New Article: Lauren Sudeall Lucas, Public Defense Litigation: An Overview, 51 Indiana Law Review 89 (2018), Georgia State University College of Law, Legal Studies Research Paper. Abstract below:
In Gideon v. Wainwright, the Supreme Court held that all criminal defendants facing serious criminal charges are entitled to the assistance of counsel, regardless of whether they can afford an attorney. In the years since Gideon, however, the provision of public defense to those who cannot afford counsel has fallen far short of the ideal expressed in Gideon that “every defendant stands equal before the law.” The failure of public defense systems to provide adequate representation to indigent defendants is often caused by severe underfunding and has resulted in the chronic appointment of “incompetent or inexperienced” counsel; delays in the appointment of counsel and discontinuity of attorney representation; a lack of training and oversight for counsel representing indigent defendants; excessive public defender caseloads and understaffing of public defender offices; inadequate or nonexistent expert and investigative resources for defense counsel; and a lack of meaningful attorney-client contact.
One response to these failings—as is often the case when constitutional violations are afoot—has been to challenge them in court. The focus of this short Article is on how the courts can address and have addressed the failings of underfunded and structurally flawed indigent defense systems. More specifically, it explores lawsuits that identify systemic failures—such as underfunding, excessive caseloads, and inadequate training and oversight—and seek system-wide remedies, capable of transforming the provision of defense services.
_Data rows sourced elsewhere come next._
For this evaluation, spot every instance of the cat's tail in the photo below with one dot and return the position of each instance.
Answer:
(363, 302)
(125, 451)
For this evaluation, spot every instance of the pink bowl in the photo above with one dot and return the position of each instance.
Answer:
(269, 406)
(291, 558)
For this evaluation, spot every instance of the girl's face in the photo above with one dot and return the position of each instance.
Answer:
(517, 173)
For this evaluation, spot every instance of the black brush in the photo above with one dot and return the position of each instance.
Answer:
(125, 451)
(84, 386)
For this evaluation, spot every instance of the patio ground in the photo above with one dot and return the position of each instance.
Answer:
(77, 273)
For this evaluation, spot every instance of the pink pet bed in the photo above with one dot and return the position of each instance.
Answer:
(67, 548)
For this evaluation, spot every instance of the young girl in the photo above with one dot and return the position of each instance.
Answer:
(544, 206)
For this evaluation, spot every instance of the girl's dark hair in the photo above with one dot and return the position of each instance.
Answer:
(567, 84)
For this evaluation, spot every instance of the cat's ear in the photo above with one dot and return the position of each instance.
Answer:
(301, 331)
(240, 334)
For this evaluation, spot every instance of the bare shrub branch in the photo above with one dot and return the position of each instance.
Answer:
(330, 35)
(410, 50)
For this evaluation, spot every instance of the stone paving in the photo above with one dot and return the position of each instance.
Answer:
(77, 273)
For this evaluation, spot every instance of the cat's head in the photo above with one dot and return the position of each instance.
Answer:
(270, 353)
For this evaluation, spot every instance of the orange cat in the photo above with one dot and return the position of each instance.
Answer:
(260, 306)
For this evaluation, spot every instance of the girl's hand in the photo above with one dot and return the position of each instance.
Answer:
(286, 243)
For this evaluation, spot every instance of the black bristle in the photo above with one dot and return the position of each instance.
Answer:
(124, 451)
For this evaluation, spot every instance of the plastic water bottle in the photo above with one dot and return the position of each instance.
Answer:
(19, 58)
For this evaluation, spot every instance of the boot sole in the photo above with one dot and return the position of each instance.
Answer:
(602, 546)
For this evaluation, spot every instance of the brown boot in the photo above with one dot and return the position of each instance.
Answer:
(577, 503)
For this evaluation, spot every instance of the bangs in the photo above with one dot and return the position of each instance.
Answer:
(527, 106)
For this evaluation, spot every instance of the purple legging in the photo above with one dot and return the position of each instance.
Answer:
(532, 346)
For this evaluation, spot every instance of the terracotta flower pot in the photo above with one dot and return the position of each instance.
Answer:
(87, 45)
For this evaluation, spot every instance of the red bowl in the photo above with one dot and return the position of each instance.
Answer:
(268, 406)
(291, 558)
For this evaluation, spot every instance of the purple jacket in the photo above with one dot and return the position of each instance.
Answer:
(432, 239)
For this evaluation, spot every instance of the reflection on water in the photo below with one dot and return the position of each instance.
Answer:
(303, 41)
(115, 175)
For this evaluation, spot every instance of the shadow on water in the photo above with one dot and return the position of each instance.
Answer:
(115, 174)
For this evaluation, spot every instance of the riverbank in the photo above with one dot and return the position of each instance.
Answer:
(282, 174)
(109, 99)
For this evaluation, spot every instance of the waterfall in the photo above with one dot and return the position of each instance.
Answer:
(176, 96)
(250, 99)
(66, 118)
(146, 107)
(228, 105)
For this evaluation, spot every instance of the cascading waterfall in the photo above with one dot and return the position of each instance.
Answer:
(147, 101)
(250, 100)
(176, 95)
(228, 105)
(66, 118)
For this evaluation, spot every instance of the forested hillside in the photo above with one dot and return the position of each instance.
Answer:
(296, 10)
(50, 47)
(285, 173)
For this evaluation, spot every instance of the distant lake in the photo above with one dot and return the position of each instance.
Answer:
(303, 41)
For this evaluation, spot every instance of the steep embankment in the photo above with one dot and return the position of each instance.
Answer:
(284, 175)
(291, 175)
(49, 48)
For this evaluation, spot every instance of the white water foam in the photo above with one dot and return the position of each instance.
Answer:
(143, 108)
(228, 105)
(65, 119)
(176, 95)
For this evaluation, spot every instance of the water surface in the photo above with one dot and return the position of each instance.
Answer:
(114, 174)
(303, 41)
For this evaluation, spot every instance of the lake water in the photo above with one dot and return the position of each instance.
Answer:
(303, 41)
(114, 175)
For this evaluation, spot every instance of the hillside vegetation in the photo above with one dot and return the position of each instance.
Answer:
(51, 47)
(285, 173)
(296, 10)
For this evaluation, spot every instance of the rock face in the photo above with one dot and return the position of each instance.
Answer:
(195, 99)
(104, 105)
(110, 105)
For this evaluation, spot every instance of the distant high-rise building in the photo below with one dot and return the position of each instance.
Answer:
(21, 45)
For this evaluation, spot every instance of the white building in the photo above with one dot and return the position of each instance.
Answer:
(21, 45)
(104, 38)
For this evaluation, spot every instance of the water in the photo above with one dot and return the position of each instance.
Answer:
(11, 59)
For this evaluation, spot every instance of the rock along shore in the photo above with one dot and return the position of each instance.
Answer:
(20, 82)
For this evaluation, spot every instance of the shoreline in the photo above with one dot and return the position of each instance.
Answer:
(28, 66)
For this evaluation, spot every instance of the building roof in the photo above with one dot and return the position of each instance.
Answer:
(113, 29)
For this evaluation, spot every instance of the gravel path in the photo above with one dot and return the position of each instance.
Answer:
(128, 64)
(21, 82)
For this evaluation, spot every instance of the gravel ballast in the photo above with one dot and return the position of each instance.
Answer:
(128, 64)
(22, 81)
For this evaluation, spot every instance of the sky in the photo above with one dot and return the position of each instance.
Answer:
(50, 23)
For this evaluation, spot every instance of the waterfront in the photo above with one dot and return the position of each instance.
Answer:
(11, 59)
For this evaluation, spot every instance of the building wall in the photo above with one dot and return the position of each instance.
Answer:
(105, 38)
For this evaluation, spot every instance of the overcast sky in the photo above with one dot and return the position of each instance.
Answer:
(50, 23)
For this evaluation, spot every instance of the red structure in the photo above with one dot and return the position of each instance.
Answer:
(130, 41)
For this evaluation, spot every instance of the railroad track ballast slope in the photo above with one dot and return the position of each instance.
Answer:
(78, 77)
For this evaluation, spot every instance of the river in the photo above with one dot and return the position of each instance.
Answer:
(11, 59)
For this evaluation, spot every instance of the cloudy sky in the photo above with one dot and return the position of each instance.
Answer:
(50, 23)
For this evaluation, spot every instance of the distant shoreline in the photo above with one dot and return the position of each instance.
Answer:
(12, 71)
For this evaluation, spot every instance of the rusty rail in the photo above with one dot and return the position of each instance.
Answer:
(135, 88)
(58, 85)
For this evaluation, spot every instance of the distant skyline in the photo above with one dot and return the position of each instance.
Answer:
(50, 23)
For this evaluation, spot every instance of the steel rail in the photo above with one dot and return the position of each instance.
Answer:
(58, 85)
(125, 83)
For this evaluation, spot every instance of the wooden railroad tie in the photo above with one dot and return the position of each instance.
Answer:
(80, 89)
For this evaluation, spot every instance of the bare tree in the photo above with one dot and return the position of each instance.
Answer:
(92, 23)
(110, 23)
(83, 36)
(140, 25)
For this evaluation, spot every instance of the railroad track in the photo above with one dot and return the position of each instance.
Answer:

This Article is intended to provide a brief, high-level overview of public defense litigation in the United States. Part I provides an overview of the legal basis for such lawsuits and the obstacles they often encounter. Part II provides an aggregate depiction of how such litigation efforts have fared in state and federal court and highlights several examples, illustrative of some of the points made in Part I. Finally, Part III concludes by pointing to suggestions that have been made to increase the scope and effectiveness of such litigation and an alternative basis for future litigation efforts.